Le Président Macky Sall, précise-t-il, ne versera pas dans cette niaiserie. « A Sébikotane, nous avons une première prison de 500 places que nous sommes en train de construire et qui sera achevée en Janvier. 70 % des travaux sont réalisés. Il y a une autre de 1500 places toujours à Sébikotane et nous attendions de vendre Rebeuss qui est évalué à 7 milliards. Il faut qu’on trouve un acquéreur ». Autrement dit, le désengorgement des prisons est inscrit dans les priorités de son ministère.

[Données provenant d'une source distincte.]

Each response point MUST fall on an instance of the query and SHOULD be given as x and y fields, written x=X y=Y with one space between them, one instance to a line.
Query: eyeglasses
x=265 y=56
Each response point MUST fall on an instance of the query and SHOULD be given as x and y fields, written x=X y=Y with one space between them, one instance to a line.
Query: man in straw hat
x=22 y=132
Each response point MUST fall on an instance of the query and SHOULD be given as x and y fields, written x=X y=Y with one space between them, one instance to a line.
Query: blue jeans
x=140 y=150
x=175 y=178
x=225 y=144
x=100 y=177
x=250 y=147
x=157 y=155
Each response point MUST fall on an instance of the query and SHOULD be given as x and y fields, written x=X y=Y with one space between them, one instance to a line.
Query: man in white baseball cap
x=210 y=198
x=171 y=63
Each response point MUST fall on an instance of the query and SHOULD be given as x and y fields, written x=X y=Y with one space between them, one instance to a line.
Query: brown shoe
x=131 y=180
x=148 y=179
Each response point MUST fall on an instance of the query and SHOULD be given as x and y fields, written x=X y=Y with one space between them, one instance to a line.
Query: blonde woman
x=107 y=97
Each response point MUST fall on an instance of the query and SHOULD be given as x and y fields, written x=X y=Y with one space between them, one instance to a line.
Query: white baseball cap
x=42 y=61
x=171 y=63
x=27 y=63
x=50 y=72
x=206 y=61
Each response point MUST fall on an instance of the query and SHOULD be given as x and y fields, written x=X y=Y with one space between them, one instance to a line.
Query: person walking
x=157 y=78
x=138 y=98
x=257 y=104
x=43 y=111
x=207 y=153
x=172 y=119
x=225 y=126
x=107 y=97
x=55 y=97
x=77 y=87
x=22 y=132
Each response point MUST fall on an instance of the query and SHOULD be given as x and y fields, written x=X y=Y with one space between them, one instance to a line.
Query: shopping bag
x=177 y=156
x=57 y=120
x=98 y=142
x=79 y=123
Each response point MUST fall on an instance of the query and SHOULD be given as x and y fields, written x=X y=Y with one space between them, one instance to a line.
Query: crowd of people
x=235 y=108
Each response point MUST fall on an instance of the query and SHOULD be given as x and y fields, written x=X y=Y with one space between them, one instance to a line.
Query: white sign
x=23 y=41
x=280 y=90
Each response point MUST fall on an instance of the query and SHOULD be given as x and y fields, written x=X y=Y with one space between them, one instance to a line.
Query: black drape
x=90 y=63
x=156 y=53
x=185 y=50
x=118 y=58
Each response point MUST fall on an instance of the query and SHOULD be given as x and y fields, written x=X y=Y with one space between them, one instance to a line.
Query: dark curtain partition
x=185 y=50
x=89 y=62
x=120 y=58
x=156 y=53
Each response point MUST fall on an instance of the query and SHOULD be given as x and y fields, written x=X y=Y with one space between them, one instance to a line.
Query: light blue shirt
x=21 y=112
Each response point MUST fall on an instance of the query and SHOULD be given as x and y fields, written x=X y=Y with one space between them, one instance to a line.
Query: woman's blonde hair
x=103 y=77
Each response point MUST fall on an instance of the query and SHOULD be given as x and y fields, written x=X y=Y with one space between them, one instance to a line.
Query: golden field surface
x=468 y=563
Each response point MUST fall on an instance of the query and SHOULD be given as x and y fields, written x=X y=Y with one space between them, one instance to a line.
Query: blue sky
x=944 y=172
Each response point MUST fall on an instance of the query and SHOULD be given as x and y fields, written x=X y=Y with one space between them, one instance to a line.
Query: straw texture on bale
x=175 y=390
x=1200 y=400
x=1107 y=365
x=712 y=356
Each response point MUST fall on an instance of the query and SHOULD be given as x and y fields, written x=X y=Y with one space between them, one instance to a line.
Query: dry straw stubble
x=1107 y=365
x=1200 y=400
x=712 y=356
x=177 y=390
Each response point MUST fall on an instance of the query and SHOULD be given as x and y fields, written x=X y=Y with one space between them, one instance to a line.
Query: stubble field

DES PRISONNIERS ARMÉS ET MUNIS DE PUCES ET DE TÉLÉPHONE
Interpellé sur la minuterie de Rebeuss, Me Sidki Kaba, après avoir présenté les condoléances à la famille d’Ibrahima Fall, le détenu mort lors des échauffourées, a signalé avoir demandé une enquête à la direction des Investigations Criminelles. Il se réjouit malgré tout, du « professionnalisme » des 44 gardes pénitentiaires qui ont réussi à éviter un carnage face aux 2073 prisonniers qui s’agitaient. « Dakar serait en danger si ces derniers étaient parvenus à sortir. Nos forces de sécurité sont des professionnels… » Toutefois s’étonne-t-il de savoir que les détenus étaient munis « d’armes, de pierres, de puces et de téléphone », avant de poser la question « comment ont-ils eu tout ça ? ».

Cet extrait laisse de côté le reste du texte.